Thursday, April 3, 2025

No, Mark Carney isn't recycling Seinfeld or buying hydro plants.

Mark Carney has used the phrase "We are masters in our own home." in the current tariff war with the United States, and people have thought he's either copying Seinfeld's "Master of my domain" from an episode about who could go the longest without masturbating, or Quebec Premier Jean Lesage's campaign slogan, Maîtres chez nous, for his successful 1962 election bid that had to do with buying more hydro plants for Hydro-Quebec. It's not. It's really from the poem 'Our Lady of the Snow', which had the unique subtitle "(Canadian Preferential Tariff, 1897)", probably one of the few poems that do refer to tariffs, written by this guy:



Rudyard Kipling, 1895, via Wikimedia

Kipling was an Imperialist and white supremacist, and he admired Canada for setting its own tariffs.
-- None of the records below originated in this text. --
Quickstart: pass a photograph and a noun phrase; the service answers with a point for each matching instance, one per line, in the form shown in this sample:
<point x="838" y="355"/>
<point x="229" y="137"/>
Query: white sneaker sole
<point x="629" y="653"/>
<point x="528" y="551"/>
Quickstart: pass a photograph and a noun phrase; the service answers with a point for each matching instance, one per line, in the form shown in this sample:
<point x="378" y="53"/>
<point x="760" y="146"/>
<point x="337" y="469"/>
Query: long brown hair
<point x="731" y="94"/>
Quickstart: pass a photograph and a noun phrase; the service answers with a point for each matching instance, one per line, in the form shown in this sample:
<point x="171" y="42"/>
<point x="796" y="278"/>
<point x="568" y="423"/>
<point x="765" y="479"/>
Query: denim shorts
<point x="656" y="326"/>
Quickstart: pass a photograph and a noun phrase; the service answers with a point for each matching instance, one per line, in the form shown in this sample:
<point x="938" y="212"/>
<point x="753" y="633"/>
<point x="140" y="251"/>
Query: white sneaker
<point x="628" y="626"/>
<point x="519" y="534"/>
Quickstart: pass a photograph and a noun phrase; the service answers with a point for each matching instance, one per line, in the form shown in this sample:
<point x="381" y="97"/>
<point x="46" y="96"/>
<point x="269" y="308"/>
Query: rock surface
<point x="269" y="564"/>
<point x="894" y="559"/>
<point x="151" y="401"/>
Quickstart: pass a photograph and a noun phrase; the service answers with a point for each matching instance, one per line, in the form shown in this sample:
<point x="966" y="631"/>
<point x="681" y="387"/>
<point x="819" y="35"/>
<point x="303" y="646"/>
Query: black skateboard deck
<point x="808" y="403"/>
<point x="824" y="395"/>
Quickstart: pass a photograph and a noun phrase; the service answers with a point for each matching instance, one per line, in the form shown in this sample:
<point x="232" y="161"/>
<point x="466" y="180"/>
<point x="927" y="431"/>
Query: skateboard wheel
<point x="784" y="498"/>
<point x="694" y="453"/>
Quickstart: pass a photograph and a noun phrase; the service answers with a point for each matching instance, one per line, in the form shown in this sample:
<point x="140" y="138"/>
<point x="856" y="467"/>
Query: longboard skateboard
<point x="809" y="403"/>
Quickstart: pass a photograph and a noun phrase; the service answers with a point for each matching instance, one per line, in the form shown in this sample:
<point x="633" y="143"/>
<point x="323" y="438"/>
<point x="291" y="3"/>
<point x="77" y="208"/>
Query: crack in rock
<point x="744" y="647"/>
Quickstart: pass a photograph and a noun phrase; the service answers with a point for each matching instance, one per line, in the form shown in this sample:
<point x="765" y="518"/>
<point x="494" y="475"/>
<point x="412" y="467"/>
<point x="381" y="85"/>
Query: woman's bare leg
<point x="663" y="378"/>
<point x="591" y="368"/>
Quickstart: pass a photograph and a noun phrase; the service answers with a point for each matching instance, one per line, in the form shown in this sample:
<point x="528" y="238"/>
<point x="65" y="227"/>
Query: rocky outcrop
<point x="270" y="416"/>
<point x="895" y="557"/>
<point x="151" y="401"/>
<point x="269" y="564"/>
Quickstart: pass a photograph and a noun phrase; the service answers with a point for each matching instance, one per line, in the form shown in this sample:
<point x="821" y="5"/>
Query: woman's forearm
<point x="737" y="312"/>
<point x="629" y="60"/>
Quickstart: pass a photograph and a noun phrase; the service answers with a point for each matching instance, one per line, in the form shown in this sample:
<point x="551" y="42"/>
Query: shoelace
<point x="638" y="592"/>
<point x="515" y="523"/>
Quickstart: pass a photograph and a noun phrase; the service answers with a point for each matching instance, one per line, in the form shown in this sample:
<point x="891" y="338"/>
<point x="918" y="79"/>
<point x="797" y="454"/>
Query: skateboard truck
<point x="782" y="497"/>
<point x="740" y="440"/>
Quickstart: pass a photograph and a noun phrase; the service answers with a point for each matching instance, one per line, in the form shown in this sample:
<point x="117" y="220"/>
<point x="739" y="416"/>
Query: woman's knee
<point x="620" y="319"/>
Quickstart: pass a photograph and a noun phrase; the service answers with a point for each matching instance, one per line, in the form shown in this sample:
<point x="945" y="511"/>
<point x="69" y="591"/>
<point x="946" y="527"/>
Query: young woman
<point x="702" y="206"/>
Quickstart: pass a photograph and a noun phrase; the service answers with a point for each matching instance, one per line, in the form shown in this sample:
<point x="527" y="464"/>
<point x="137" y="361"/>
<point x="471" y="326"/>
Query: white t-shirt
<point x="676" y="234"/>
After a long trade war with the USA (One that was amped up by hefty tariffs imposed on Canadian goods by Trump idol President William McKinley) the 1897 National Policy gave reduced tariffs to UK imports.
The poem repeats "Daughter am I in my mother’s house,/ But mistress in my own."  , something that Sir Wilfrid Laurier quoted when talking about Canada's place in the British Empire, and follows with "Soberly under the White Man’s law/My white men go their ways.", something Laurier omitted!